Daytime host Phil McGraw, also known as Dr. Phil, has responded to a Boston Globe report claiming that staffers on his show aided guests with addiction problems acquire drugs and alcohol in an effort to drive onscreen drama.
An investigation conducted by the Boston Globe and the website Stat found multiple claimed incidents in which the show put the guests in jeopardy.
“The Stat article does not fairly or accurately describe the methods of ‘Dr. Phil,’ the TV show, or its mission to educate millions of viewers about drug and alcohol addiction,” a “Dr. Phil” spokesperson said Friday. “The show does not give drugs or alcohol to its guests and any suggestions to the contrary is errant nonsense.”
“For the past 16 years, the Dr. Phil show has provided valuable information to viewers by telling compelling stories about people who are fighting the battle to overcome alcohol and drug addiction,” the statement read. “Unfortunately, addicts often lash out at the very people who are trying the hardest to help them break the cycle of addiction. Although terribly unfortunate, this is an understandable part of the behavior of addicts on their journey to recovery. Deception, dishonesty and denial are hallmarks of addiction. It tears families apart and certainly creates levels of complexities when we produce these important shows. None of this will deter the Dr. Phil show from it’s commitment to continue to educate and inform the public about the worsening epidemic of addiction.”

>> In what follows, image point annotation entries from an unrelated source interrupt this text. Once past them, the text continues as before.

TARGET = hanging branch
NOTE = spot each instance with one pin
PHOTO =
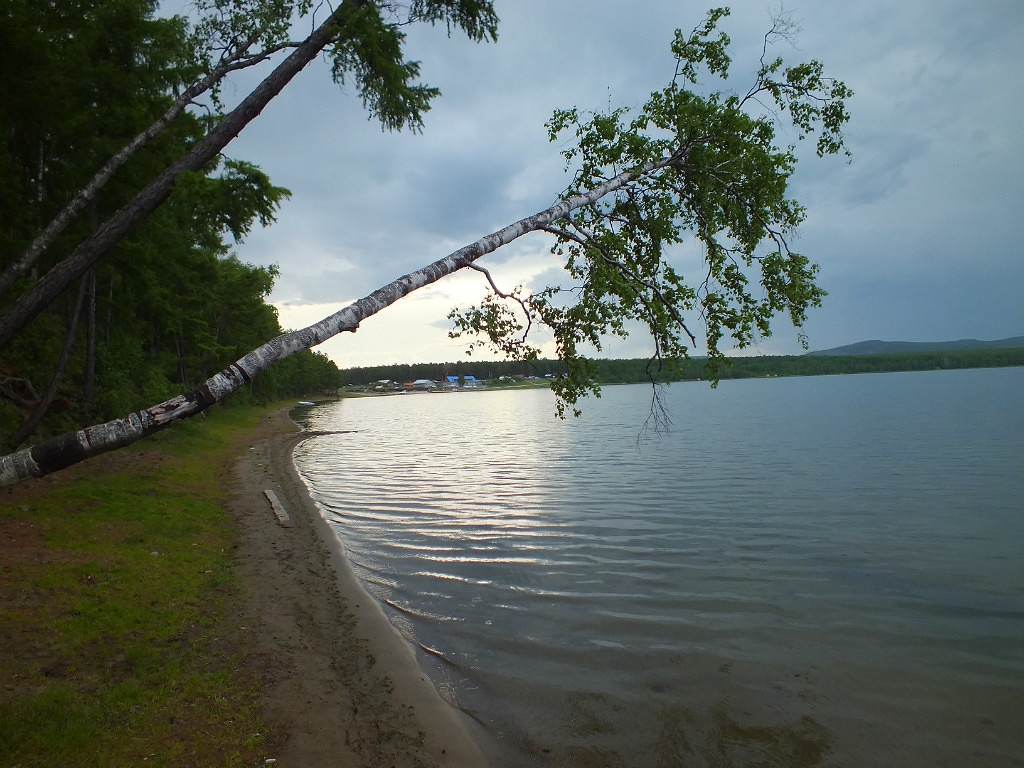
(72, 448)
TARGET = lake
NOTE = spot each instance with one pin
(801, 571)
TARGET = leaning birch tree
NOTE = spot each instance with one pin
(704, 166)
(364, 40)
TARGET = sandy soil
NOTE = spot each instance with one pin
(338, 680)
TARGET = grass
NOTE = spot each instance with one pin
(120, 636)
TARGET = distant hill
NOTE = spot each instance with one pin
(896, 347)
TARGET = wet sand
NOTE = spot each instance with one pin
(339, 682)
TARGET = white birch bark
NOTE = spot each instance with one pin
(72, 448)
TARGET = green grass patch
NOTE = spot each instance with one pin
(120, 632)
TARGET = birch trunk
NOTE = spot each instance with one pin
(75, 265)
(88, 193)
(72, 448)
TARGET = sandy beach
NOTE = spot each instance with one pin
(338, 680)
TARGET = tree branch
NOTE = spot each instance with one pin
(72, 448)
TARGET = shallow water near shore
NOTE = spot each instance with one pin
(812, 571)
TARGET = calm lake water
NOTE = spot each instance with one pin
(805, 571)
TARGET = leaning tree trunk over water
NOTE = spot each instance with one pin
(87, 254)
(72, 448)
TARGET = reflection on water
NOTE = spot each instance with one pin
(804, 571)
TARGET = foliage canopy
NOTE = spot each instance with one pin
(707, 166)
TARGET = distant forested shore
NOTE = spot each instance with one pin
(642, 370)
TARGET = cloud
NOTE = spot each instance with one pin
(921, 231)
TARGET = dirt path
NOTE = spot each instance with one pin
(338, 681)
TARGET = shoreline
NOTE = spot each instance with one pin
(338, 681)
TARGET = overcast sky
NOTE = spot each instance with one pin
(919, 238)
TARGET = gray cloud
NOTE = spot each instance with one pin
(918, 238)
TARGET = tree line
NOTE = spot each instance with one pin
(171, 303)
(694, 369)
(121, 209)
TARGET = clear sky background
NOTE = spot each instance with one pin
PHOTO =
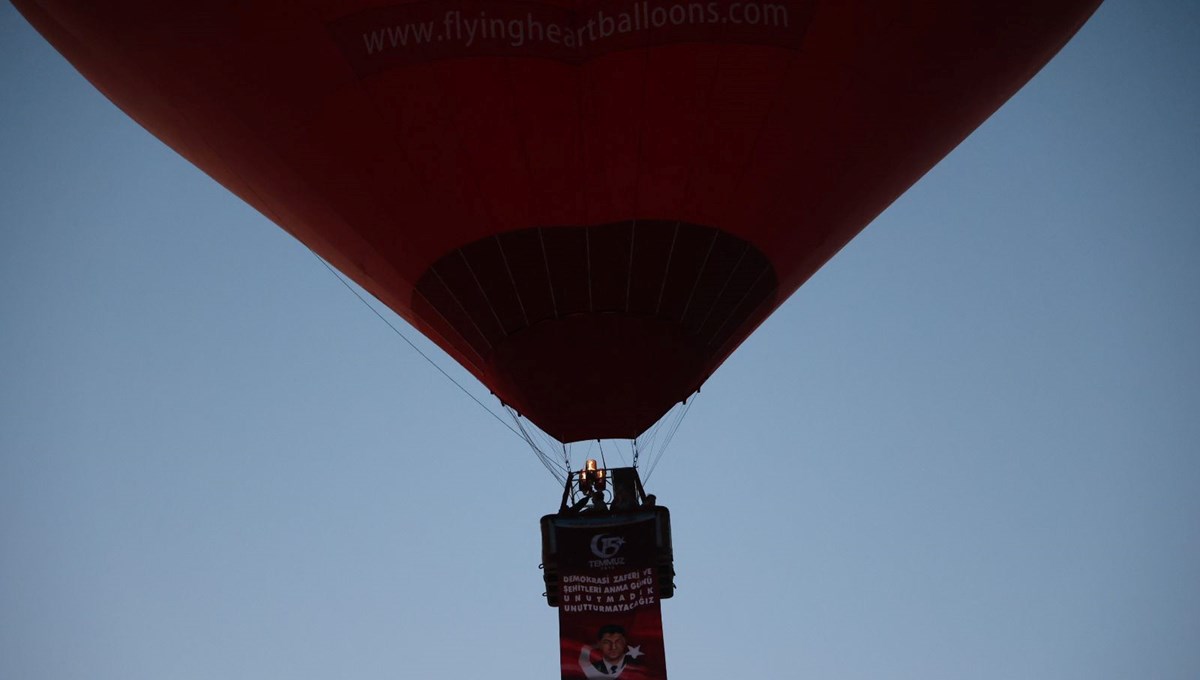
(967, 449)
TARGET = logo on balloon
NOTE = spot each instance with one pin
(605, 547)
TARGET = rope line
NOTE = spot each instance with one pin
(409, 343)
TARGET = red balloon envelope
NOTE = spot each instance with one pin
(588, 204)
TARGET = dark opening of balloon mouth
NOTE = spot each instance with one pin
(597, 331)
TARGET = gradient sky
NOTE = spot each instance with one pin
(967, 449)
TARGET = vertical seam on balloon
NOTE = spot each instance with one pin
(550, 277)
(629, 274)
(461, 306)
(666, 270)
(513, 280)
(483, 292)
(732, 313)
(641, 136)
(720, 293)
(587, 264)
(525, 149)
(700, 274)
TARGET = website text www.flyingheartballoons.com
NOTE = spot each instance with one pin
(526, 24)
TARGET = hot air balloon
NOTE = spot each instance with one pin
(587, 204)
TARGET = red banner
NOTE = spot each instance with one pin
(610, 623)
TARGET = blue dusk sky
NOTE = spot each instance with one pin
(967, 449)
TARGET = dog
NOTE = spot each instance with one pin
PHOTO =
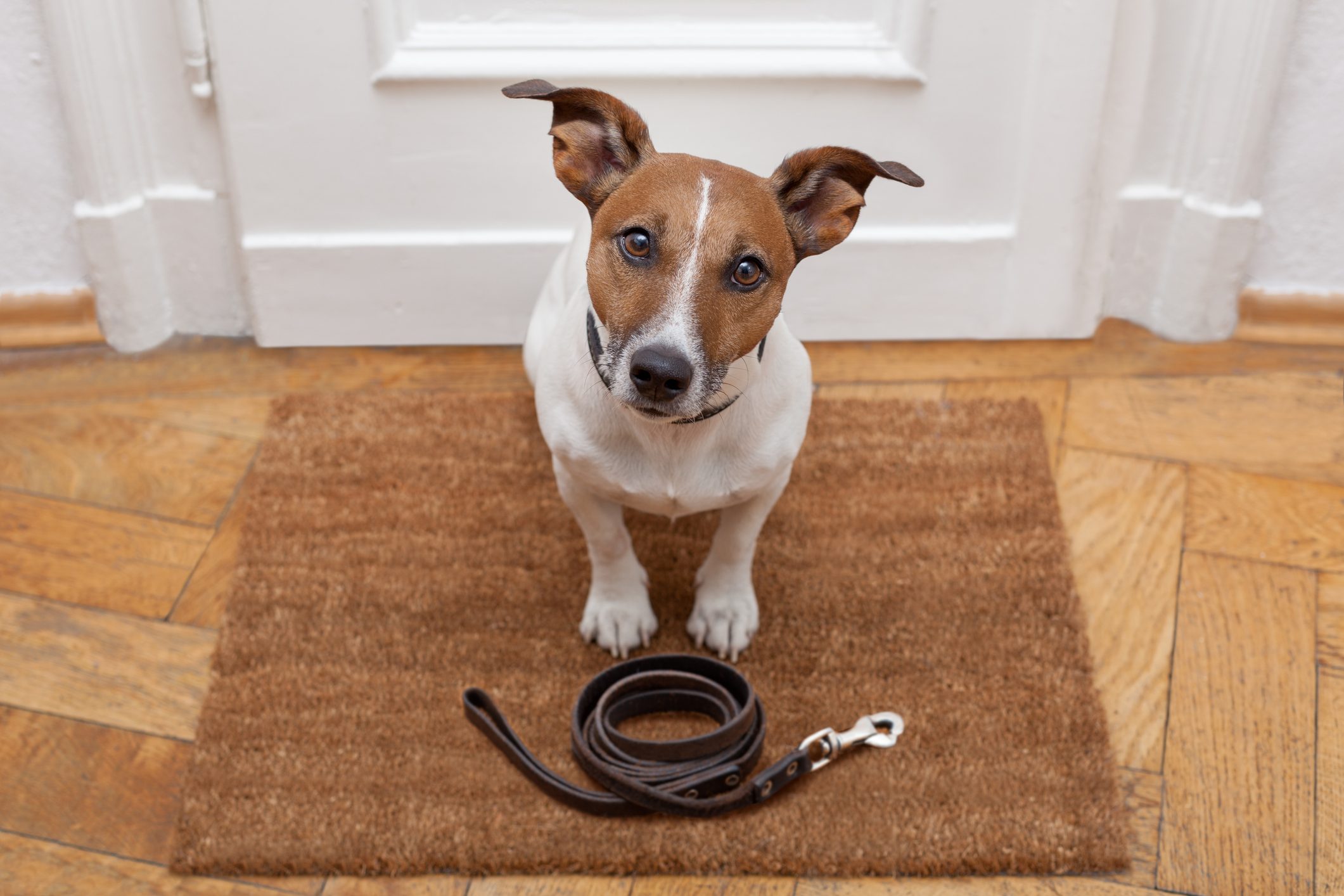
(665, 378)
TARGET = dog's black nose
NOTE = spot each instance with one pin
(660, 373)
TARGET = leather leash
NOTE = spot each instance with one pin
(701, 777)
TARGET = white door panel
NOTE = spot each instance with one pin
(387, 194)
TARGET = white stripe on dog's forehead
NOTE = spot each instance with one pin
(681, 300)
(683, 288)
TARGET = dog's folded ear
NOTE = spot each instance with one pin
(821, 193)
(597, 139)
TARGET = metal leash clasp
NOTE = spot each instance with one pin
(878, 730)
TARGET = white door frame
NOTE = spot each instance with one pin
(153, 211)
(1163, 230)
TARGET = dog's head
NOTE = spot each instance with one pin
(690, 257)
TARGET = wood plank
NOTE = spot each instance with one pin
(672, 886)
(1049, 395)
(1117, 350)
(901, 391)
(94, 556)
(1329, 783)
(1329, 620)
(1264, 518)
(203, 366)
(1238, 803)
(429, 886)
(103, 667)
(37, 867)
(550, 886)
(1124, 519)
(124, 464)
(1285, 425)
(203, 601)
(1142, 793)
(49, 319)
(87, 785)
(97, 788)
(965, 887)
(238, 416)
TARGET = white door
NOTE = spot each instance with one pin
(387, 194)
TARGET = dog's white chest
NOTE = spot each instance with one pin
(675, 481)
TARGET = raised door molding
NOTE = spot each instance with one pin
(153, 215)
(1190, 110)
(456, 39)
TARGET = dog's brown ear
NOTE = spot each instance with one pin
(597, 139)
(821, 193)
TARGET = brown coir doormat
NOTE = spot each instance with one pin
(399, 548)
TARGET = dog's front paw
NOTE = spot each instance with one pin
(725, 618)
(618, 625)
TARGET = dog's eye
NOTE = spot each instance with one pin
(637, 243)
(748, 273)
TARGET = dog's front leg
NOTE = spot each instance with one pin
(725, 617)
(617, 613)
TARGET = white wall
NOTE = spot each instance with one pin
(1300, 248)
(39, 250)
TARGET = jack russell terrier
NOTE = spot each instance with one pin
(665, 378)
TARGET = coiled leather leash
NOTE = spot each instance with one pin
(703, 776)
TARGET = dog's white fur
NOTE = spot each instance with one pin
(608, 454)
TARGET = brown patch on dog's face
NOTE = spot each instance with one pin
(719, 255)
(690, 257)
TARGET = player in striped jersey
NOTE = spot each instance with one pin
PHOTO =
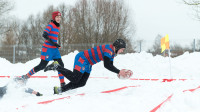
(49, 49)
(85, 60)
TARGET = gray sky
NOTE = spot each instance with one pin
(151, 17)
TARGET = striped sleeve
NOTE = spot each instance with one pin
(48, 28)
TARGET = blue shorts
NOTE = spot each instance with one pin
(81, 63)
(49, 54)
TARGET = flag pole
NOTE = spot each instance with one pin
(169, 53)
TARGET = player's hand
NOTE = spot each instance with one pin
(125, 74)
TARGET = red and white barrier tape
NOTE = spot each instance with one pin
(82, 94)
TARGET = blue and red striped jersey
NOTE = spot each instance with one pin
(96, 54)
(53, 32)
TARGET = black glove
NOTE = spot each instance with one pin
(57, 45)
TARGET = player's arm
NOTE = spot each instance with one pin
(108, 64)
(45, 35)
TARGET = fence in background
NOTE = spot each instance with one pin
(19, 53)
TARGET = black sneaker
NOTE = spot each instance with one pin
(62, 84)
(57, 90)
(52, 66)
(39, 94)
(21, 80)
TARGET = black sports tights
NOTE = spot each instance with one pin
(43, 64)
(76, 78)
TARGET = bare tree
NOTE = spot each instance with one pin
(5, 7)
(156, 49)
(195, 4)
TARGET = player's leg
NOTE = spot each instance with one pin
(61, 77)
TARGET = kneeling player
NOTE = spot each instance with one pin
(84, 62)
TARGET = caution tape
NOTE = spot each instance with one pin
(137, 79)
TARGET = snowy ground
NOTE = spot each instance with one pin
(136, 94)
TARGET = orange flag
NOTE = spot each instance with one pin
(164, 43)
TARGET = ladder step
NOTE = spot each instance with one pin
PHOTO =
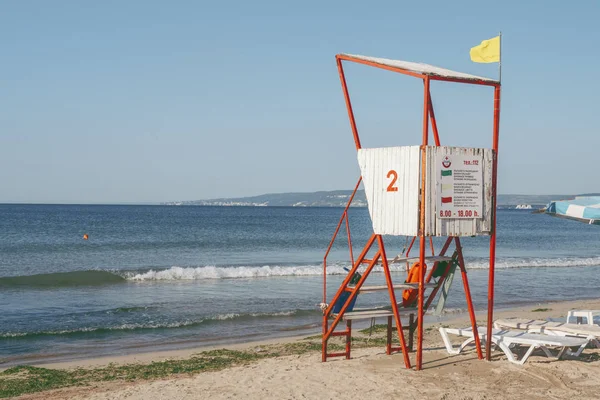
(342, 333)
(337, 355)
(428, 259)
(375, 313)
(402, 286)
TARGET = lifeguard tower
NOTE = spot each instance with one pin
(416, 191)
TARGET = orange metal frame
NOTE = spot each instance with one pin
(428, 117)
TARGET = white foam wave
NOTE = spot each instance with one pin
(534, 262)
(213, 272)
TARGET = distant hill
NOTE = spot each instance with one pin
(339, 198)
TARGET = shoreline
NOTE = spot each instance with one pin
(291, 368)
(554, 307)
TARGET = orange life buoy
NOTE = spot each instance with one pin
(409, 295)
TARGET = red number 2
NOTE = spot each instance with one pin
(394, 176)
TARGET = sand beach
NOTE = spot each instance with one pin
(370, 372)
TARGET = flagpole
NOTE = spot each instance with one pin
(500, 60)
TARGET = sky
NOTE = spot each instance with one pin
(150, 101)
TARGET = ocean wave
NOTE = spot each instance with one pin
(157, 325)
(176, 273)
(58, 279)
(212, 272)
(533, 262)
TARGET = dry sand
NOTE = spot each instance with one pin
(371, 373)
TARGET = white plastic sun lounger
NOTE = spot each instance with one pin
(507, 339)
(591, 332)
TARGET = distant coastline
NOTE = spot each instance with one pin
(339, 198)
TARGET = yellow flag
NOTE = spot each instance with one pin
(488, 51)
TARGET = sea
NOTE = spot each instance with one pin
(152, 278)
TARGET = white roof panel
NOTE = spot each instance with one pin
(420, 68)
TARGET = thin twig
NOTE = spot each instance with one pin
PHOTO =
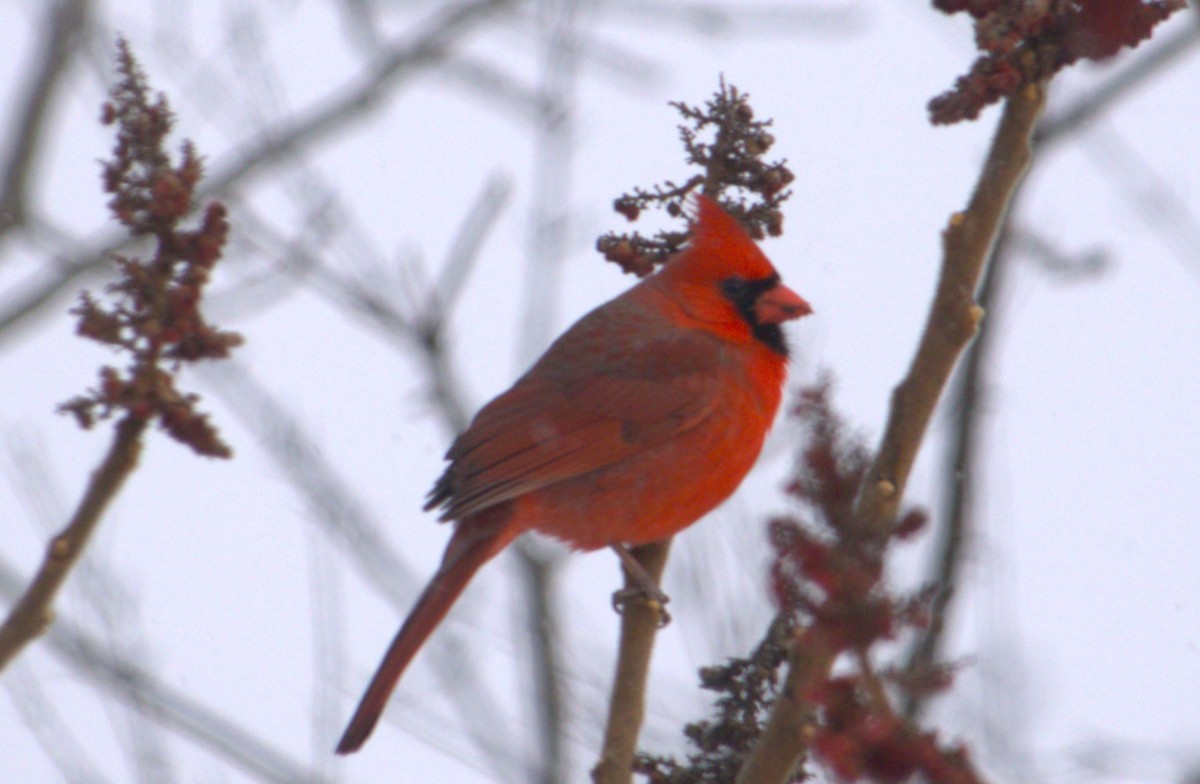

Todd Herzog, a former “Survivor” winner who appeared on the show in 2013 to discuss his addiction problems, said that when he arrived on set in 2013, he found a bottle of vodka in his dressing room and a bottle of Xanax to “calm his nerves.” Herzog had to be carried on set before his sit-down with Dr. Phil, and registered a .263 blood alcohol level, which is over three times the legal limit.
Furthermore, family members of two other guests claimed their health and welfare was put at risk by Dr. Phil staffers who encouraged their relatives to go to Skid Row in Los Angeles and buy heroin to help them deal with withdrawal pains.
Martin Greenberg, Director of Professional Affairs at the Dr. Phil show, said that the alleged incidents are “absolutely, unequivocally untrue.”
“We do not do that with this guest or any other,” Greenberg said when asked to address the specifics of Herzog’s account. He later released a statement saying, “Addicts are notorious for lying, deflecting and trivializing. But, if they are at risk when they arrive, then they were at risk before they arrived. The only change is they are one step closer to getting help, typically help they could not have even come close to affording.”